The Brooklyn angle is that in there on the list of expenditures, along with the Mercedes and the Hamptons landscaping and the Beverly Hills clothing, is “a brownstone on Union Street in the Carroll Gardens section of Brooklyn, New York.” Manafort paid “approximately $3,000,000 in cash” for it in 2012, then borrowed more money, $1.4 million of which was to be spent on construction to renovate the building and convert it into a single-family residence.

Maybe you have to know Brooklyn to appreciate this property properly. I lived nearby from 1998 to 2013. When I read the part of the indictment about the house on Union Street, I laughed out loud.

Part of it is the sheer insanity of Brooklyn real estate prices. A midblock brownstone — that is, a house with no windows on two of its four sides — can easily cost $4.4 million. And that is for a stretch of Union Street that is a few blocks from both the Gowanus Houses, which is a public housing project, and the Gowanus Canal, which is so toxic that it has been designated as one of the EPA’s “Superfund” cleanup sites. The street also attracts a fair amount of traffic because it has a bridge that crosses the canal into Park Slope, rather than dead-ending as many of the parallel streets do.

Not too long ago this was a middle-class, largely Italian neighborhood. If a homeowner was indicted by a federal grand jury, it more likely had something to do with the Mafia than with a presidential election.

But sometime while I was living there, things started to change. Brownstones that used to cost $500,000 started costing $1,000,000, and then brownstones that used to cost $1,000,000 started costing $2,000,000. 

Part of the reason was a cultural change — young families that used to move out to New Jersey or Connecticut or Westchester or the Nassau County suburbs of Long Island now want to stay in the city. Part of the reason was a ripple effect. Manhattan neighborhoods where young singles used to live got so expensive that the young creative class moved to Brooklyn, and then brought hip bars and restaurants and coffee shops and bakeries and boutiques with them, so that Brooklyn became what Greenwich Village or the East Village used to be.

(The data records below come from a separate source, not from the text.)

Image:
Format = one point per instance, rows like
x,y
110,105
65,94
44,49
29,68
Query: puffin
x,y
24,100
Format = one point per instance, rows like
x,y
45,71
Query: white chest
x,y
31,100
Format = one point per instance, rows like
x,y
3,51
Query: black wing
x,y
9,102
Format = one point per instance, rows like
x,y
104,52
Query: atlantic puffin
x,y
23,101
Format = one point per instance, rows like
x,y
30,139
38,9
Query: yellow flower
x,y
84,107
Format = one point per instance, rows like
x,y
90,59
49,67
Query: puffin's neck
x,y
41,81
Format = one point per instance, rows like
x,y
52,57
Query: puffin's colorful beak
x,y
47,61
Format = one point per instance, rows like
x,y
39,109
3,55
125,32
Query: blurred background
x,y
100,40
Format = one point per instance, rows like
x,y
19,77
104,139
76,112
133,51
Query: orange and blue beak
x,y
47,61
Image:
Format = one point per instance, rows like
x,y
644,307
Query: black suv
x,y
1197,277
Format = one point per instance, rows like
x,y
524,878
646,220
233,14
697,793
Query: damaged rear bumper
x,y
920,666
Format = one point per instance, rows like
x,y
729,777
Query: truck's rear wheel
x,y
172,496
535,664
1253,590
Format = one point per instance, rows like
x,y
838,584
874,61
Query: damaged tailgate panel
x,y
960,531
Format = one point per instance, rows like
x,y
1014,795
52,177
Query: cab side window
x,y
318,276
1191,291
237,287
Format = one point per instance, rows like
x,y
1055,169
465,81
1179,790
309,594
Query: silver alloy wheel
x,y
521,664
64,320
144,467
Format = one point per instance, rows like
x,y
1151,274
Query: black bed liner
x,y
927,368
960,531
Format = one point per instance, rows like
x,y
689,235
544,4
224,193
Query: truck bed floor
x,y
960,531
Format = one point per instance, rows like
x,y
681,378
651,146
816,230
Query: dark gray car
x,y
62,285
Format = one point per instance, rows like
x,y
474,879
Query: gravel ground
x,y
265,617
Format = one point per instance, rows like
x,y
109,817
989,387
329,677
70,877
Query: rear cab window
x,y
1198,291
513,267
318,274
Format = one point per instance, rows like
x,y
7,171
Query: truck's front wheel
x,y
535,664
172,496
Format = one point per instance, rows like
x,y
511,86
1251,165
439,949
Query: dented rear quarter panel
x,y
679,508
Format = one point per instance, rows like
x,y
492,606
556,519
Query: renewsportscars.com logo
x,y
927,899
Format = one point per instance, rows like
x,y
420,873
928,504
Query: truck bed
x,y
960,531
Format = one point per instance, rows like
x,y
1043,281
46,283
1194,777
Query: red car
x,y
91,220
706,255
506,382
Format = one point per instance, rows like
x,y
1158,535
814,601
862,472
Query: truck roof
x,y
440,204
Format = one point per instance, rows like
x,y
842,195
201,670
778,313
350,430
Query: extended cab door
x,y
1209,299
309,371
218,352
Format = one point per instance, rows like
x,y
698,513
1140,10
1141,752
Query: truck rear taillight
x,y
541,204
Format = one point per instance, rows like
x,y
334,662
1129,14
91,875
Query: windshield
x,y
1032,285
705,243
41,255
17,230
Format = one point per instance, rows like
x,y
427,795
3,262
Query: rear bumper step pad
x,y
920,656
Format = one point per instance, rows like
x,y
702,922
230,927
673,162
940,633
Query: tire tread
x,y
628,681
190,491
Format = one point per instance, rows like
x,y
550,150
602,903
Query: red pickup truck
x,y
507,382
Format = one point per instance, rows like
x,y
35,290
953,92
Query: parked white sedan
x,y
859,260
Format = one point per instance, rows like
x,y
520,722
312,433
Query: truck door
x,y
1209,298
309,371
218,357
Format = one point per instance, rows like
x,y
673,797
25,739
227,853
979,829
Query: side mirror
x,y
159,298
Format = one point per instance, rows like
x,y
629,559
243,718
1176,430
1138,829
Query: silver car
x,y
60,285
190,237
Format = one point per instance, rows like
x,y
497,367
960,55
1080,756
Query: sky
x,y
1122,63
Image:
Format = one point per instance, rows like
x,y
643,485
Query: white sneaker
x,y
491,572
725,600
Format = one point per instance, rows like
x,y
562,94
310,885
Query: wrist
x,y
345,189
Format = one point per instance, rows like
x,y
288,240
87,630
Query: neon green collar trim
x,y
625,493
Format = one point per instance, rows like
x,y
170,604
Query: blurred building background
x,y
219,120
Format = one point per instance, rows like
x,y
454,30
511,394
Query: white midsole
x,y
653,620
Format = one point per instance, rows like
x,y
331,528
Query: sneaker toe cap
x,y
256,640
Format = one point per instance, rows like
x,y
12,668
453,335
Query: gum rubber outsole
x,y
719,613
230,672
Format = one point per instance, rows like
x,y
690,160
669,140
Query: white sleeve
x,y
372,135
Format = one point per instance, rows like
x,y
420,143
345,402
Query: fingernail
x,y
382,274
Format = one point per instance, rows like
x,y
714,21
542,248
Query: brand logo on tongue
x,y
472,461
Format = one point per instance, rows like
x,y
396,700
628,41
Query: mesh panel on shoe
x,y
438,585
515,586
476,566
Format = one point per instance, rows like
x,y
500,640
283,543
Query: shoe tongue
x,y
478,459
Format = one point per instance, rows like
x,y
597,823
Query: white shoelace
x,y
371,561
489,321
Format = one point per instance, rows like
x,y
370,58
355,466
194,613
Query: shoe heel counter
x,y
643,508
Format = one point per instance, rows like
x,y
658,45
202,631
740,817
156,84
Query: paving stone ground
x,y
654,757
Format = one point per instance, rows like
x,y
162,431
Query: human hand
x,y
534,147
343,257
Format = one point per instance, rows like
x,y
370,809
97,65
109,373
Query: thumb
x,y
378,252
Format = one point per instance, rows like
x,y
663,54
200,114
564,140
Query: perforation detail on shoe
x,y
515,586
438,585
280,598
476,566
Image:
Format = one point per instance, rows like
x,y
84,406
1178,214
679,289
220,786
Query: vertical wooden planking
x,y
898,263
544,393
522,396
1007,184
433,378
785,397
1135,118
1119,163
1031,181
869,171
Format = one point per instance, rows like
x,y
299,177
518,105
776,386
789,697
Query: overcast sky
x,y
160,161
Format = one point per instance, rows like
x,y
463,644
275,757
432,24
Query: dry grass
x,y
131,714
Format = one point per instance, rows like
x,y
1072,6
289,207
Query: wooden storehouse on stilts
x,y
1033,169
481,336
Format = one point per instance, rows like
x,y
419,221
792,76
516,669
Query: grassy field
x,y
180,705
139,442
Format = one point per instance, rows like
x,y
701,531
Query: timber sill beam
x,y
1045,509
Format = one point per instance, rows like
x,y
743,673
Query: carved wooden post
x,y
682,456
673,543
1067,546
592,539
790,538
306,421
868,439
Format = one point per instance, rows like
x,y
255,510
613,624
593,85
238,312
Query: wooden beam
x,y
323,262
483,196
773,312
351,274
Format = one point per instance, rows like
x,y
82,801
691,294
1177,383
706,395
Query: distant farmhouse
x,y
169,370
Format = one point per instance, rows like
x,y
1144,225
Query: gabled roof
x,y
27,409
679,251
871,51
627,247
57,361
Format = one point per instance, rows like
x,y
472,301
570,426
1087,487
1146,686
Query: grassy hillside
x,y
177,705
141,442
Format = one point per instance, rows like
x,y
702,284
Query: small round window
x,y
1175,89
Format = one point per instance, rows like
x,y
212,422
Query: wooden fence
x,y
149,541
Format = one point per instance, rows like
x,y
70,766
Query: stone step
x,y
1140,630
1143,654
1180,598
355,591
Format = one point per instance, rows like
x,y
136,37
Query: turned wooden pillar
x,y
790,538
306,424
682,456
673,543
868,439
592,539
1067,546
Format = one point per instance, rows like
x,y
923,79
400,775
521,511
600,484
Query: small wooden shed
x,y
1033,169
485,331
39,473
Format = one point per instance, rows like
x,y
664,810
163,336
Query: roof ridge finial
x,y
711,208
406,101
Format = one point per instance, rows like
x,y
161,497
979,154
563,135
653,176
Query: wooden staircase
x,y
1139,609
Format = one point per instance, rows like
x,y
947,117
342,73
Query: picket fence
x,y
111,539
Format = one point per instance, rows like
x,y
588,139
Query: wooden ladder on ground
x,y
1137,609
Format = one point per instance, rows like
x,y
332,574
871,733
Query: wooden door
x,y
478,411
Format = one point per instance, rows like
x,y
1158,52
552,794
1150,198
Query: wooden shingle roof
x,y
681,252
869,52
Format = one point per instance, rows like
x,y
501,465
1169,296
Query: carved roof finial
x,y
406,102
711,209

Part of the reason were two mayors of New York City, Rudolph Giuliani and Michael Bloomberg, who, from 1994 to 2013, presided over a remarkable reduction in crime and improvement in quality of life. Neither was perfect, but they both set a tone that sent a message that the city was a place for job creators and law-abiding families, not just welfare recipients or community activists.

On a net basis, this has been a huge positive, creating vast wealth for those lucky enough to have owned real estate in these neighborhoods before the boom. It has also displaced some people who didn’t get in early enough, or didn’t play the real estate game shrewdly enough. I was shopping for Brooklyn real estate about the same time Manafort was. I didn’t have millions of dollars stashed offshore, and I couldn’t find anything I could afford. I wound up moving instead to Boston, where houses are cheaper, taxes are lower, the air is cleaner, and the snow removal is more efficient.

The big picture, though, is that Brooklyn used to be an accent or a punchline or a place that people, like the Dodgers, abandoned for someplace sunnier. Now it’s a luxury lifestyle brand like Mercedes Benz or the Hamptons or Beverly Hills, a place where the Paul Manaforts of the world buy real estate for their children. It is dynamic improvement and change that counts as a kind of progress.

 

Ira Stoll is editor of FutureOfCapitalism.com and author of JFK, Conservative.